JP Morgan and Chase have announced it will resume the processing of foreclosures in a few weeks. This comes after the probing of lender's practices, in how they were foreclosing on property. Bank of America and Ally Financial (GMAC) have already resumed the foreclosure process and have already stated they have found no fault in how they have been processing homes that have gone into foreclosure.
There is however concerns on how mortgages were sold to investor's and two possible problems may have been linked by a common thread: concern that the fraudulent foreclosure practices were a cover-up for a deeper problem in identifying and documenting the ownership of many mortgages.
Question is: Where mortgage backed securities properly assigned to mortgage trustees?

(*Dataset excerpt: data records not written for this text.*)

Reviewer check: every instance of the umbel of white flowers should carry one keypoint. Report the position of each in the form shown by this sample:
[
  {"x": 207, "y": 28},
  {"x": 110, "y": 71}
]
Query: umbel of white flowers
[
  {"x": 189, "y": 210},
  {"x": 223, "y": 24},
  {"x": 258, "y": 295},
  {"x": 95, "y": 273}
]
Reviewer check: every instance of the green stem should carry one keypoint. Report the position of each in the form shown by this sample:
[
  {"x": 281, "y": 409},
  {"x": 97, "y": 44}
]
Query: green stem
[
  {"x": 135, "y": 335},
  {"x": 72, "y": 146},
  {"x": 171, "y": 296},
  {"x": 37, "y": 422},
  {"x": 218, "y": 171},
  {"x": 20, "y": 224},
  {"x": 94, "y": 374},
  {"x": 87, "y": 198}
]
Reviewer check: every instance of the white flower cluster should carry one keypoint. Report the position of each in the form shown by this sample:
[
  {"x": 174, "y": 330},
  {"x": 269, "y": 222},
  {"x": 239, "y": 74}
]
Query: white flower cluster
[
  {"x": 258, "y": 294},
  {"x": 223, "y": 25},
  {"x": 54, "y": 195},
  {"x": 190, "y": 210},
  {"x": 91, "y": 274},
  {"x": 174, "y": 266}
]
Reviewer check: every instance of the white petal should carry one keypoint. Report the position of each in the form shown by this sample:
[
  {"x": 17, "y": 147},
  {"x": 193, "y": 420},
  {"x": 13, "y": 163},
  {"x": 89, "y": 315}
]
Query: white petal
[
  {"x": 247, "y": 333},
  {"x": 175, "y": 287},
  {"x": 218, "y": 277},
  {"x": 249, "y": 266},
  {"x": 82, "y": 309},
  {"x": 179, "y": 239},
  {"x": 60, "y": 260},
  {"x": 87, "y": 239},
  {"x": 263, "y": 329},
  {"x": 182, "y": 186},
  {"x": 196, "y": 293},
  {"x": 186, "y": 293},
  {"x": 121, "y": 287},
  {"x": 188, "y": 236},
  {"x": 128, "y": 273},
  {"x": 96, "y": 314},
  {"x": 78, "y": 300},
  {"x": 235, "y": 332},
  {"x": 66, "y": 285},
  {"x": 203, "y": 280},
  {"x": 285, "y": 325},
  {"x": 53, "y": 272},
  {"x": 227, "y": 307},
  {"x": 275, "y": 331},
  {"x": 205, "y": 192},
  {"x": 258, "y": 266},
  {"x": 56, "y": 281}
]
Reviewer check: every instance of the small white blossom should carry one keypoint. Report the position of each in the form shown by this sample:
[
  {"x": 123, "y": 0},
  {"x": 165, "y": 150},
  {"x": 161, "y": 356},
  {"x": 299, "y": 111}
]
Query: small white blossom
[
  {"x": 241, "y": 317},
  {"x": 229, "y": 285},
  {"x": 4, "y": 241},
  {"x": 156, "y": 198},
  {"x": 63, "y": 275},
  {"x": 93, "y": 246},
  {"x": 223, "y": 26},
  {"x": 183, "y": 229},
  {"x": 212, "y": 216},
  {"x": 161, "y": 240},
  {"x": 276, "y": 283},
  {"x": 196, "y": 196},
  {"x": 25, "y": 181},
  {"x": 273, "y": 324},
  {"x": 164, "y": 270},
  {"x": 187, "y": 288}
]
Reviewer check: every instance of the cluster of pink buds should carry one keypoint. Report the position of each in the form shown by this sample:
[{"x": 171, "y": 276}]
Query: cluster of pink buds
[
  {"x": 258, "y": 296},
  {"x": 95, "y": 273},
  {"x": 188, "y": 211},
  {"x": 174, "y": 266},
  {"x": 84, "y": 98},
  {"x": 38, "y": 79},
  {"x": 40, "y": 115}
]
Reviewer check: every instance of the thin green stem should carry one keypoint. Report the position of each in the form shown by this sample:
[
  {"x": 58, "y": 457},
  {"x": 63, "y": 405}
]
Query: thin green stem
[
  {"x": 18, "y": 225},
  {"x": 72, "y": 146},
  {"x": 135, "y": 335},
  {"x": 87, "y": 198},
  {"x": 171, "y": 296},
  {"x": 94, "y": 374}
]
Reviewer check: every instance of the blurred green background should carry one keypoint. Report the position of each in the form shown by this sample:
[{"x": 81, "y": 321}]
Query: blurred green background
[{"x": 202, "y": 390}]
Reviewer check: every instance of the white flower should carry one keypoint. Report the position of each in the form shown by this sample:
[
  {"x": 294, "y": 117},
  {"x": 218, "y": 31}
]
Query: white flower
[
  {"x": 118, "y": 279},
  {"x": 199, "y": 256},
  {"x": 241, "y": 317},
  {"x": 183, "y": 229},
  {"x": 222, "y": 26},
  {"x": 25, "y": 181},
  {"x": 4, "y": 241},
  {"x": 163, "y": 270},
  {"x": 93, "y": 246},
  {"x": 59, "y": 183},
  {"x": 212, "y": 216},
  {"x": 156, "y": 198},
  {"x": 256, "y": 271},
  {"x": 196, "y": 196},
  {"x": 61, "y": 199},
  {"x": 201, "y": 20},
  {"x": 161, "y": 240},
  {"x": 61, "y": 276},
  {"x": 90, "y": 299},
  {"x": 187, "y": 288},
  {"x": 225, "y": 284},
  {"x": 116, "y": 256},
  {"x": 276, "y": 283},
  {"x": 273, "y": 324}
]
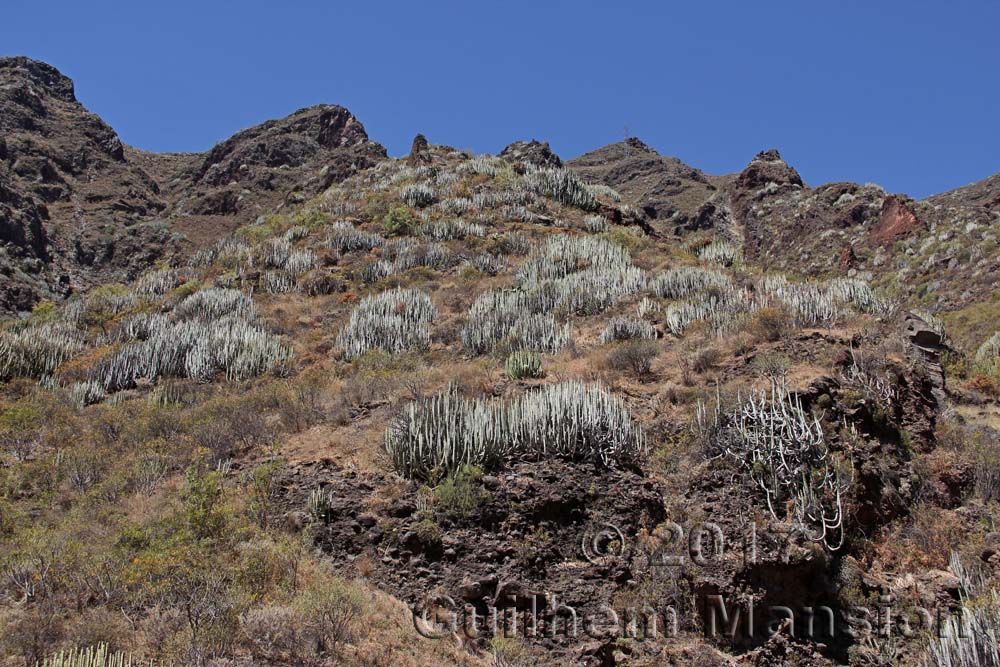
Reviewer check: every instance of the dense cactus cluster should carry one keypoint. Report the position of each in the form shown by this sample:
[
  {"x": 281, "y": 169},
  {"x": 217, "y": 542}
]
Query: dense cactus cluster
[
  {"x": 92, "y": 656},
  {"x": 601, "y": 190},
  {"x": 721, "y": 252},
  {"x": 35, "y": 351},
  {"x": 783, "y": 449},
  {"x": 515, "y": 319},
  {"x": 450, "y": 230},
  {"x": 212, "y": 331},
  {"x": 345, "y": 237},
  {"x": 392, "y": 321},
  {"x": 627, "y": 328},
  {"x": 455, "y": 205},
  {"x": 489, "y": 263},
  {"x": 157, "y": 283},
  {"x": 560, "y": 184},
  {"x": 579, "y": 274},
  {"x": 647, "y": 309},
  {"x": 818, "y": 303},
  {"x": 572, "y": 420},
  {"x": 595, "y": 224}
]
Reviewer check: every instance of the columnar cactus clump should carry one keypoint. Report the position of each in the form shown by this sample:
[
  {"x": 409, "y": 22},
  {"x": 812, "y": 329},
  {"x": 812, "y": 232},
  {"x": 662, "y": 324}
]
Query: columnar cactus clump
[
  {"x": 571, "y": 420},
  {"x": 345, "y": 237},
  {"x": 35, "y": 351},
  {"x": 512, "y": 317},
  {"x": 450, "y": 230},
  {"x": 683, "y": 282},
  {"x": 562, "y": 185},
  {"x": 393, "y": 321},
  {"x": 212, "y": 331},
  {"x": 784, "y": 450},
  {"x": 822, "y": 303},
  {"x": 418, "y": 195}
]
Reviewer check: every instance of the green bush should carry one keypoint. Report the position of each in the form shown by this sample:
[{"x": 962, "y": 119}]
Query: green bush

If a trustee wasn't assigned to the mortgage note, the investors who purchased the bonds maybe able to claim that the mortgage was not eligible to be solid, possibly forcing banks to buy them back. If perhaps enough mortgages are tainted, purchasers may have the right to put back the entirety of the bond to the bank that securitized it. So this is what started the foreclosure fiasco and has lead into the put back panic.
As we move forward and the problems continue for the large banks, it will only be a matter of time before a revamping of the entire housing assistance program is revised. With the Republicans taking control of the House it may or may not lead into a stall of the housing market. We can only wait and see how things progress from this point forward.